21. sound processing apparatus according to claim 20, wherein,

The predetermined retrieval mark that described handling part uses the retrieval mark being recorded in described recording unit to comprise, obtains with described predetermined retrieval mark the voice data or view data that are recorded in described recording unit accordingly.

22. sound processing apparatus according to claim 20 or 21, wherein,

Described retrieval mark comprise the classification of described sound source, the movement of described sound source have that it's too late and comprise in the thumbnail image of described sound source at least one.

23. sound processing apparatus according to any one of claim 17 ~ 22, wherein,

When described predetermined sound being detected, described handling part, according to the image recognition result of described Image recognizing section, makes prompting part point out the warning message comprising the content described predetermined sound being detected.

24. sound processing apparatus according to any one of claim 17 ~ 23, wherein,

When described predetermined sound being detected, described handling part, according to the image recognition result of described Image recognizing section, will comprise the voice data record of described predetermined sound in recording unit.

25. sound processing apparatus according to any one of claim 17 ~ 24, wherein,

When described predetermined sound being detected, described handling part, according to the image recognition result of described Image recognizing section, is changed the direction being strengthened acoustic constituents by described directive property handling part.

26. 1 kinds of sound processing systems, possess:

Audio signal reception device, comprises the radio reception portion using multiple microphone to carry out radio reception;

Filming apparatus, comprises the shoot part taken image; And

Sound processing apparatus, to by described radio reception portion radio reception to voice data process,

Described sound processing apparatus possesses:

Data acquisition, obtain by described radio reception portion radio reception to voice data and the view data that photographed by described shoot part;

27. sound processing systems according to claim 26, wherein,

In described sound processing apparatus,

28. sound processing systems according to claim 26 or 27, wherein,

Described sound processing apparatus also possesses:

29. sound processing systems according to claim 28, wherein,

Described data acquisition obtains described voice data from described audio signal reception device, obtains described view data from described filming apparatus,

Described sound processing apparatus possesses recording unit, voice data, described view data and the retrieval mark for retrieving the voice data comprising described predetermined sound described in described recording unit record.

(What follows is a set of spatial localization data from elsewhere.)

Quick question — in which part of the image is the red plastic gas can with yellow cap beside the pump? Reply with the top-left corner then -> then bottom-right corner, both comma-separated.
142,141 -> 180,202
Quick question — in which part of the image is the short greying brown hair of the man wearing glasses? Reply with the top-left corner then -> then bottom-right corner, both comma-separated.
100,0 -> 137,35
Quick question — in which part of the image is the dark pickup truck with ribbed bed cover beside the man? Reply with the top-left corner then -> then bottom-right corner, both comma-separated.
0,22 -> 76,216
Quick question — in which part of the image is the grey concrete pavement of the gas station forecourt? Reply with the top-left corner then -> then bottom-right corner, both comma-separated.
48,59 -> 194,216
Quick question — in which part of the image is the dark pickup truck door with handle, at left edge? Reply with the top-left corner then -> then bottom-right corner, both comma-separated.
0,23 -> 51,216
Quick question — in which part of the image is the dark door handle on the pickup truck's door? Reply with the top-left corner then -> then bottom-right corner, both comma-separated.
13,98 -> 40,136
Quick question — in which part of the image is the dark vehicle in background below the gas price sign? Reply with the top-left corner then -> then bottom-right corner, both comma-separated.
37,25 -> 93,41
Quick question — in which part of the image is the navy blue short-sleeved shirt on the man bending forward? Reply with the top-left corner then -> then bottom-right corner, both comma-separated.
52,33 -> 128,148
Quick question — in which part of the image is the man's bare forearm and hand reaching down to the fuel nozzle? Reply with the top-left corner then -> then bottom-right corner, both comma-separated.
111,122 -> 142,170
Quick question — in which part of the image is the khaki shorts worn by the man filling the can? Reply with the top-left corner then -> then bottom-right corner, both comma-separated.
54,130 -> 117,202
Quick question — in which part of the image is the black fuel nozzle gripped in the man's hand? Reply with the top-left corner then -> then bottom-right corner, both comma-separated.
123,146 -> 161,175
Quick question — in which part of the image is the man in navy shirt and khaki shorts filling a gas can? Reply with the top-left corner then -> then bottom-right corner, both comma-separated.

30. sound processing systems according to claim 28, wherein,

Described sound processing system also possesses the tape deck of record data,

Described tape deck possesses recording unit, described recording unit by by described radio reception portion radio reception to voice data set up record accordingly with the view data to be photographed by described shoot part, and record is for retrieving the retrieval mark of the voice data comprising described predetermined sound

Described data acquisition obtains described voice data, described view data and described retrieval mark from described recording unit.

31. 1 kinds of sound processing methods, be the sound processing method of sound processing apparatus, described sound processing method comprises the following steps:

Obtain by the radio reception portion radio reception comprising multiple microphone to voice data and the view data that photographed by shoot part;

Specify the multiple directions that with described radio reception portion are benchmark corresponding with the appointed part on the image shown based on described view data; And

Acoustic constituents in the described voice data of the described multiple directions specified by enhancing.